Hypno-birthing is a process that Roberts teaches to expecting couples to make the process of childbirth a more natural and relaxed one. “When you look outside medical complications a lot of the issues people have in childbirth are out of fear,” Roberts says.  

Developed by Marie Mongan, herself a doula, hypno-birthing takes self-hypnosis and applies it to the birthing principles.  

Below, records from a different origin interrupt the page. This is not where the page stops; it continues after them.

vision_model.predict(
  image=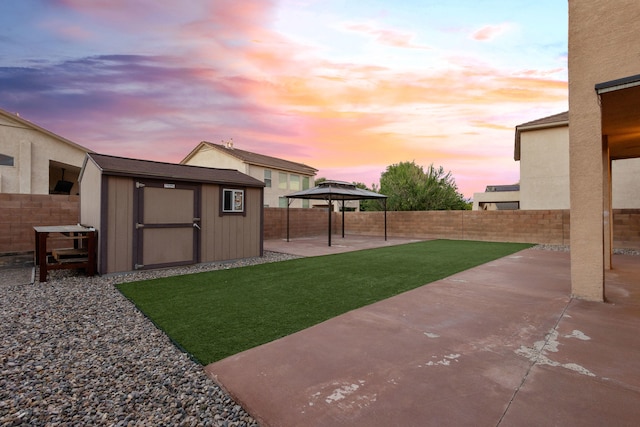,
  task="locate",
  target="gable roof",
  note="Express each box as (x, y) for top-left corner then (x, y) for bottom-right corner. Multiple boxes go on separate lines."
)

Roberts says that some women have an almost ingrained fear of childbirth. They are brought up hearing about how painful and difficult it is, so expect it to be that way. Hypno-birthing reminds women that it is a natural process. “We use it to re-frame a lot of stuff. We don’t use words like contraction or painful - how can those words be anything but negative? There’s a whole new level of conversation. You want to go in with the right vocabulary and thought processes,” Roberts says.  

Many people are reluctant to seek therapy for whatever reason, but the one most important thing Roberts says he has learned is the importance of caring for oneself. “It’s like on the aeroplane: you put your own oxygen mask on before helping others. You can’t take care of your family if you’re not taking care of yourself. We live in a world where everyone else is more important, but you have to put yourself first.”